Usually the biggest excitement at a handbell rehearsal is someone dropping a bell or breaking a bass bell handle!


Mike McCrary – Fall 2006 – Spring 2016

What was your favorite part of directing a community bell choir?

The people in TFR. The rehearsals always seemed to energize me. I always left the rehearsals feeling better than when I arrived.

Tell us about a particularly memorable experience you had while directing TFR.

I loved the Christmas concerts at the PAC. It was fun to play for all the kids. I loved their curiosity, and they made a great audience.


Jean Hendon – Fall 1996 – Spring 2006

What was your favorite part of directing a community bell choir?

I loved directing the Tulsa Festival Ringers (Tulsa’ only auditioned community handbell ensemble) because of the massive amount of talent that was standing before me! They were dedicated to the reputation of Tulsa Festival Ringers and worked hard at keeping the quality, precision and accuracy of their playing. What a group! It was a great 10 years with wonderful ringers and amazing music from the talented composers. I am very thankful for the time I was able to spend with TFR’s talented ringers!

Tell us about a particularly memorable experience you had while directing TFR.
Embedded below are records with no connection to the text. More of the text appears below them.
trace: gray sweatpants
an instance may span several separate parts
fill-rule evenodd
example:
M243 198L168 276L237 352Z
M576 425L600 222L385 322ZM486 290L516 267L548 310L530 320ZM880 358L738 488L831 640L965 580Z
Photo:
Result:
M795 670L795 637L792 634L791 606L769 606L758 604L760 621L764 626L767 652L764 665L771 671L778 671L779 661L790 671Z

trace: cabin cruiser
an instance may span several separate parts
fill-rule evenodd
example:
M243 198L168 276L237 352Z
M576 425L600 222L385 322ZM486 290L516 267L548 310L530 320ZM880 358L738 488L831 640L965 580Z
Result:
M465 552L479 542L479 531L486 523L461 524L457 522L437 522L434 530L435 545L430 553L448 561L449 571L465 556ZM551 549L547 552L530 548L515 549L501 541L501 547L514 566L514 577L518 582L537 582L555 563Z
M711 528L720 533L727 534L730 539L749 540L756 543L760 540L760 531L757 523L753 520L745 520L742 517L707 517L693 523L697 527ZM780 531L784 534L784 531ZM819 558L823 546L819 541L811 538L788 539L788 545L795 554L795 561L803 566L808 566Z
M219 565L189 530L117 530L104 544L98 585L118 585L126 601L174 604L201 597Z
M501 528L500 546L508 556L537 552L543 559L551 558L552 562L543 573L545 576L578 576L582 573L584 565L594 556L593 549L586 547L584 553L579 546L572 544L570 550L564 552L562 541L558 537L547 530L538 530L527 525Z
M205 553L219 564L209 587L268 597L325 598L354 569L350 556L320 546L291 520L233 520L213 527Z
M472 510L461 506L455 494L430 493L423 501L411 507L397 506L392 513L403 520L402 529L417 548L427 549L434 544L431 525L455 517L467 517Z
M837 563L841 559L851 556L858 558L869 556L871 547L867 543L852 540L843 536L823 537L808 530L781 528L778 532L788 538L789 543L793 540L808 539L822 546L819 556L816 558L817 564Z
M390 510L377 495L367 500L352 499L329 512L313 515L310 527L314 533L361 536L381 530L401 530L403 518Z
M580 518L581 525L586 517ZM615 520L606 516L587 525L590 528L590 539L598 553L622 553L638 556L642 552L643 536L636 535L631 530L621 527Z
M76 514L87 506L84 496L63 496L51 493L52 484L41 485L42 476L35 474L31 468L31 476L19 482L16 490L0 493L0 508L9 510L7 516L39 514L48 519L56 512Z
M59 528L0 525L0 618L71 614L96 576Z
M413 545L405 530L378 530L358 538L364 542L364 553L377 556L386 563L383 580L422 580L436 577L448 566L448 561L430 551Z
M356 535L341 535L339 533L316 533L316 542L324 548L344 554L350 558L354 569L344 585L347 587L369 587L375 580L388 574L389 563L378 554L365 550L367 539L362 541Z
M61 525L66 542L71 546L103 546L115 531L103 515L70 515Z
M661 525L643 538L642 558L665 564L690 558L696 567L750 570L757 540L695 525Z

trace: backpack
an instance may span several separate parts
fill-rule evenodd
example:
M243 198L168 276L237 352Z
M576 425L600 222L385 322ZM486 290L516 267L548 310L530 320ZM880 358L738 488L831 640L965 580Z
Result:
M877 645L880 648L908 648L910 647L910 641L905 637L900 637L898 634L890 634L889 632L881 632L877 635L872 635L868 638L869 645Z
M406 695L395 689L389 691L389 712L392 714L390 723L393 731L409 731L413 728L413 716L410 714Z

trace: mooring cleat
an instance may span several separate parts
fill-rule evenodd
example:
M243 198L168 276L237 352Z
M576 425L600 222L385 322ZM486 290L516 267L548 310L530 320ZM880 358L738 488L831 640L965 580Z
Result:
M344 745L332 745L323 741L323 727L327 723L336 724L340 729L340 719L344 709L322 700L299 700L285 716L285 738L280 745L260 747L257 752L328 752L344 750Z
We all worked hard at keeping our music at a high quality and we also had fun together. One of the fun times that I remember with TFR was just before Christmas at the Brown Bag-It Concert Series at the Kathleen P. Westby Pavilion at the Tulsa Performing Arts Center. All the ringers donned some kind of Christmas hat. When we started playing ,the audience began to snicker and chuckle out loud. I looked over at our bass player (who acted like nothing was happening). She had on a Christmas hat that, all on its own, flipped from one side to the other AS WE WERE PLAYING! She was having such fun and so was the audience!

In looking for dates, etc. for this message, I found a 2004 newspaper that had all the TFR ringers standing on some stairs with bells in their hands. The article just above us was a picture and article about the “BEATLES” with headlines of “Lads from Liverpool Coming”. We were in company of great publicity that day!!! WOW!!

Hart Morris – Fall 1995 – Spring 1996

What was your favorite part of directing a community bell choir?

The group was rehearsing at Asbury Church, so it was a pretty easy fit for me.

Tell us about a particularly memorable experience you had while directing TFR.

The fun of it all for me was that, though I’d had some wonderful church groups, I had not ever been privileged to work with a community group.

That dynamic is very different, of course, and this was a unique and enjoyable experience for me in so many ways.

The hard part for me was that as the Asbury music program grew and became more involved, I was only able to work with TFR through the spring of ‘96.



Bill Mathis – Fall 1992 – Spring 1995

What was your favorite part of directing a community bell choir?

a. Working with top ringers from all over the metro area, as with Bells of the Lakes now.

b. Playing lots of non-church-related repertoire.

c. Getting to know people outside my congregation

Tell us about a particularly memorable experience you had while directing TFR.

Our tour to the Phoenix area to perform at Handbell Exploration and several churches in the region.


Elizabeth Walker Warriner – Fall 1991 – Spring 1992


Elizabeth was first introduced to handbell choirs at Oklahoma Baptist University and Immanuel Baptist Church in Shawnee, Oklahoma as she was finishing her Bachelor of Music at OBU.  She assisted briefly with the beginnings of a handbell program at Immanuel.

After completing her Master of Music at the University of Oklahoma, Elizabeth moved to Tulsa.  In 1982, she was involved in rebuilding the handbell program at Memorial Baptist Church in Tulsa.  Over the next few years, Elizabeth participated in many handbell concerts, workshops and festivals and served in multiple capacities including director of two handbell choirs at Asbury United Methodist Church and board member of Area IX American Guild of English Handbell Ringers.  Because of an interest of Tulsa area handbell ringers to travel to festivals and other events, Elizabeth founded the auditioned handbell choir, Tulsa Festival Ringers.